👁️Vision Fine-tuning
Learn how to fine-tune vision/multimodal LLMs with Unsloth
Fine-tuning vision models has numerous use cases across various industries, enabling models to adapt to specific tasks and datasets. We provided 3 example notebooks for vision finetuning.
Note: Gemma 3 also works, just change Qwen or Pixtral's notebook to the Gemma 3 model.
Llama 3.2 Vision finetuning for radiography: Notebook How can we assist medical professionals in analyzing Xrays, CT Scans & ultrasounds faster.
Qwen2.5 VL finetuning for converting handwriting to LaTeX: Notebook This allows complex math formulas to be easily transcribed as LaTeX without manually writing it.
Pixtral 12B 2409 vision finetuning for general Q&A: Notebook One can concatenate general Q&A datasets with more niche datasets to make the finetune not forget base model skills.
To finetune vision models, we now allow you to select which parts of the mode to finetune. You can select to only finetune the vision layers, or the language layers, or the attention / MLP layers! We set them all on by default!

Vision Fine-tuning Dataset
The dataset for fine-tuning a vision or multimodal model is similar to standard question & answer pair datasets , but this time, they also includes image inputs. For example, the Llama 3.2 Vision Notebook uses a radiography case to show how AI can help medical professionals analyze X-rays, CT scans, and ultrasounds more efficiently.
We'll be using a sampled version of the ROCO radiography dataset. You can access the dataset here. The dataset includes X-rays, CT scans and ultrasounds showcasing medical conditions and diseases. Each image has a caption written by experts describing it. The goal is to finetune a VLM to make it a useful analysis tool for medical professionals.
Let's take a look at the dataset, and check what the 1st example shows:
Dataset({
features: ['image', 'image_id', 'caption', 'cui'],
num_rows: 1978
})

Panoramic radiography shows an osteolytic lesion in the right posterior maxilla with resorption of the floor of the maxillary sinus (arrows).

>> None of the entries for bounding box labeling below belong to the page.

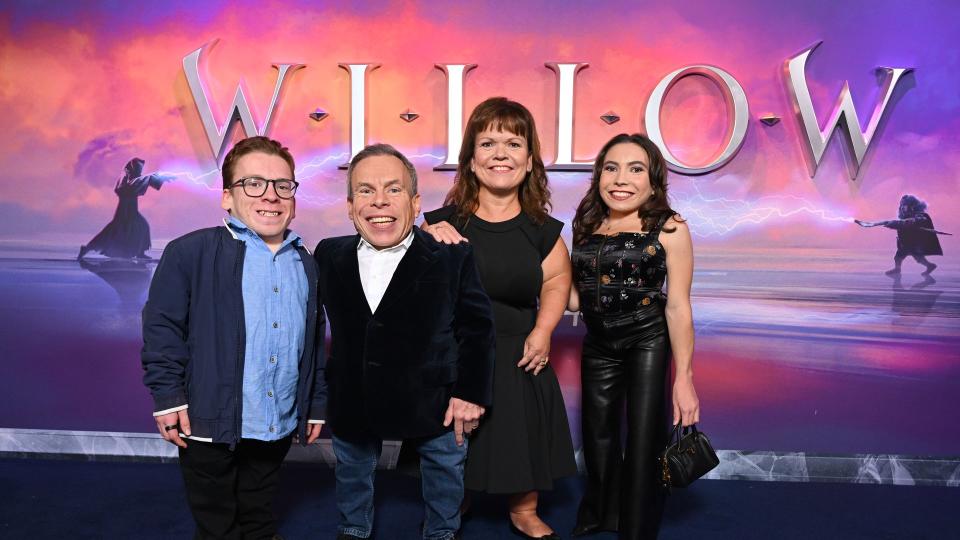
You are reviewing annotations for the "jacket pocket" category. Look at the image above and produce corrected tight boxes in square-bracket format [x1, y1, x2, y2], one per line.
[420, 364, 457, 387]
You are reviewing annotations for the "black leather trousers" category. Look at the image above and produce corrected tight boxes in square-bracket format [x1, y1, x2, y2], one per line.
[574, 302, 670, 539]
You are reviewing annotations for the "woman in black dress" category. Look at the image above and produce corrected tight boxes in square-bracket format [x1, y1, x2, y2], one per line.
[424, 98, 577, 538]
[569, 134, 700, 539]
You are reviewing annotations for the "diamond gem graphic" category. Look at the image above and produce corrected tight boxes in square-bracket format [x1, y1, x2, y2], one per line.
[760, 114, 780, 126]
[600, 111, 620, 125]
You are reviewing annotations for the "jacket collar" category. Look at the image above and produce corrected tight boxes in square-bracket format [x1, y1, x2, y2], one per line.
[333, 226, 440, 316]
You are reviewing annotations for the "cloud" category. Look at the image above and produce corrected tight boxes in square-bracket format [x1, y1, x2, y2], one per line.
[73, 130, 136, 186]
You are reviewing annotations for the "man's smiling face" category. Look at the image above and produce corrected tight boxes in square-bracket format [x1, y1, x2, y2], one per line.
[347, 155, 420, 249]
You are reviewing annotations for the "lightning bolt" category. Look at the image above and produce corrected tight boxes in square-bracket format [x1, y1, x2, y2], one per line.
[672, 183, 853, 237]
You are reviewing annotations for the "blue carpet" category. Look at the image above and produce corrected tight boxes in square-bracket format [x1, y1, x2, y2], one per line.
[0, 459, 960, 540]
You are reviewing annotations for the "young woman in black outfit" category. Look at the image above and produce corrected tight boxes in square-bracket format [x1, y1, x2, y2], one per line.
[569, 134, 700, 539]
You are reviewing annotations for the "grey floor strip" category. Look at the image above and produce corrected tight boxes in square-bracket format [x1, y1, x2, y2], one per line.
[0, 428, 960, 487]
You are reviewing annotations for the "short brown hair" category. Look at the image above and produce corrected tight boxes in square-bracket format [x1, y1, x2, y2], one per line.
[443, 97, 551, 225]
[220, 135, 297, 189]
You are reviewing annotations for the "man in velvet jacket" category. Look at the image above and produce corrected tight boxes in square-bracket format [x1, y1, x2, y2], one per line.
[314, 144, 494, 540]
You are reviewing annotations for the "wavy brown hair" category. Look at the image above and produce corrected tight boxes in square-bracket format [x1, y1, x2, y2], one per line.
[443, 97, 552, 225]
[573, 133, 682, 245]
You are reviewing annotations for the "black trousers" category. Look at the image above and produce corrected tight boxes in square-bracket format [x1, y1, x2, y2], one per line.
[575, 310, 670, 539]
[180, 435, 293, 540]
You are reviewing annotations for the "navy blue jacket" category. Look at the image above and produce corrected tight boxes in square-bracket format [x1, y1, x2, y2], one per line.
[141, 227, 326, 444]
[314, 227, 494, 439]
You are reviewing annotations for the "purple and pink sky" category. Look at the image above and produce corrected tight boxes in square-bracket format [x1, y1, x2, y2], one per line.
[0, 0, 960, 251]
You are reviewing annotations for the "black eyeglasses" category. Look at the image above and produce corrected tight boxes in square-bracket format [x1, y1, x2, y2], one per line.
[230, 176, 300, 199]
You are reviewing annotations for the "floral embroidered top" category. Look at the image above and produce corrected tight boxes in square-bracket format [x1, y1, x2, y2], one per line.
[572, 214, 667, 316]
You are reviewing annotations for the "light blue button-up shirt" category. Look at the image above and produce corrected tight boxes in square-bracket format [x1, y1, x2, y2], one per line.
[228, 216, 309, 441]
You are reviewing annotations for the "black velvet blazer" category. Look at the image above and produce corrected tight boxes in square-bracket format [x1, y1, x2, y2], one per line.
[314, 227, 494, 439]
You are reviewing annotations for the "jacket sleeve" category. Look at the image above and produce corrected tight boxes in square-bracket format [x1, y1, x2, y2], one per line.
[453, 244, 494, 406]
[140, 243, 191, 411]
[309, 241, 327, 421]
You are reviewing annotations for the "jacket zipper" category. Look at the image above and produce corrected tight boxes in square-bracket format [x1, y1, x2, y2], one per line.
[231, 241, 247, 449]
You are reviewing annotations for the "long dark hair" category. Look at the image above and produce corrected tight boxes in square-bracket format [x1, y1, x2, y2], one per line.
[573, 133, 680, 244]
[443, 97, 551, 225]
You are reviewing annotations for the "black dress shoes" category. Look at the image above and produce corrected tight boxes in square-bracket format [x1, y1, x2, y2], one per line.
[570, 525, 600, 536]
[510, 522, 560, 540]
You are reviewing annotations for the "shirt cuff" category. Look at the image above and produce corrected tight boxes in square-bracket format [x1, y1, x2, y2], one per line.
[153, 403, 188, 416]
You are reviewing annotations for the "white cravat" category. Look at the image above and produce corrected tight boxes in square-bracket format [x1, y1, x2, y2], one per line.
[357, 230, 413, 312]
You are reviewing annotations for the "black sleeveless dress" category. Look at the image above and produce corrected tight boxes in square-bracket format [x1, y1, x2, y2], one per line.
[424, 206, 577, 493]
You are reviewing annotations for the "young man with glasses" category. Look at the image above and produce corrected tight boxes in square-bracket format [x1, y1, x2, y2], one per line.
[142, 137, 326, 538]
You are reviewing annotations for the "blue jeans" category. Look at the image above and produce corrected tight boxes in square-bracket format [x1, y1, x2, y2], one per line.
[333, 431, 467, 540]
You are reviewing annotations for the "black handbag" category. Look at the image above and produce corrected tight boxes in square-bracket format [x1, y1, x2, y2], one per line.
[660, 423, 720, 488]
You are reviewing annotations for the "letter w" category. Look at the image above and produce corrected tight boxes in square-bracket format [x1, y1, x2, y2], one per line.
[784, 41, 913, 180]
[183, 40, 304, 164]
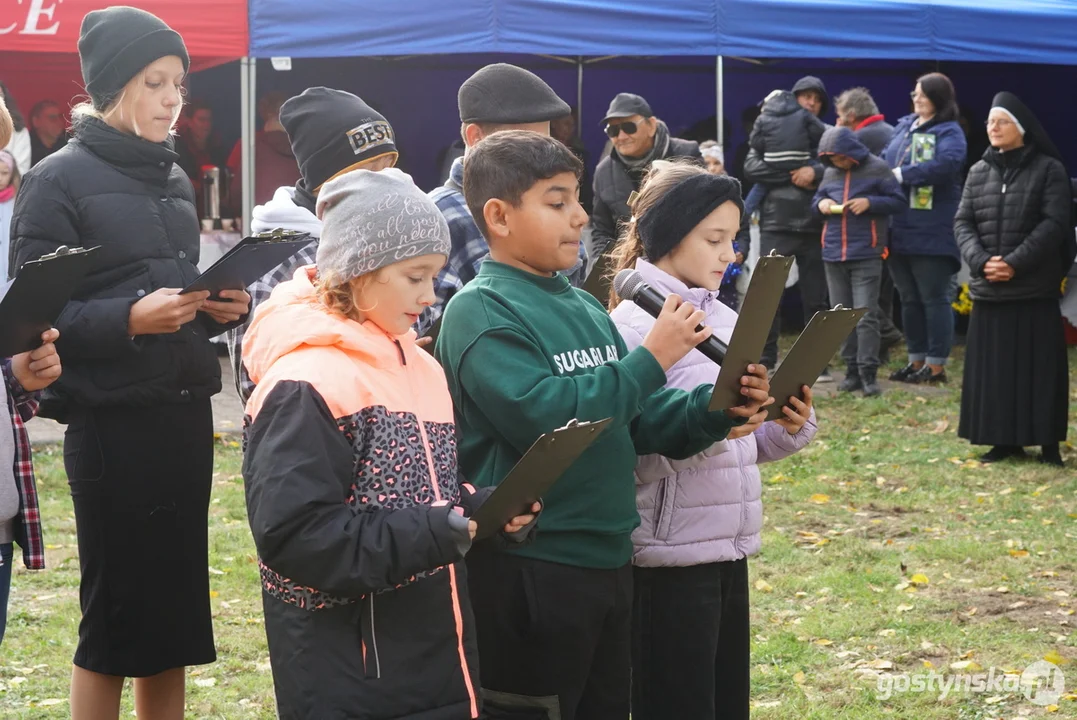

To format the dataset, all vision finetuning tasks should be formatted as follows:
[
{ "role": "user",
"content": [{"type": "text", "text": instruction}, {"type": "image", "image": image} ]
},
{ "role": "assistant",
"content": [{"type": "text", "text": answer} ]
},
]
We will craft an custom instruction asking the VLM to be an expert radiographer. Notice also instead of just 1 instruction, you can add multiple turns to make it a dynamic conversation.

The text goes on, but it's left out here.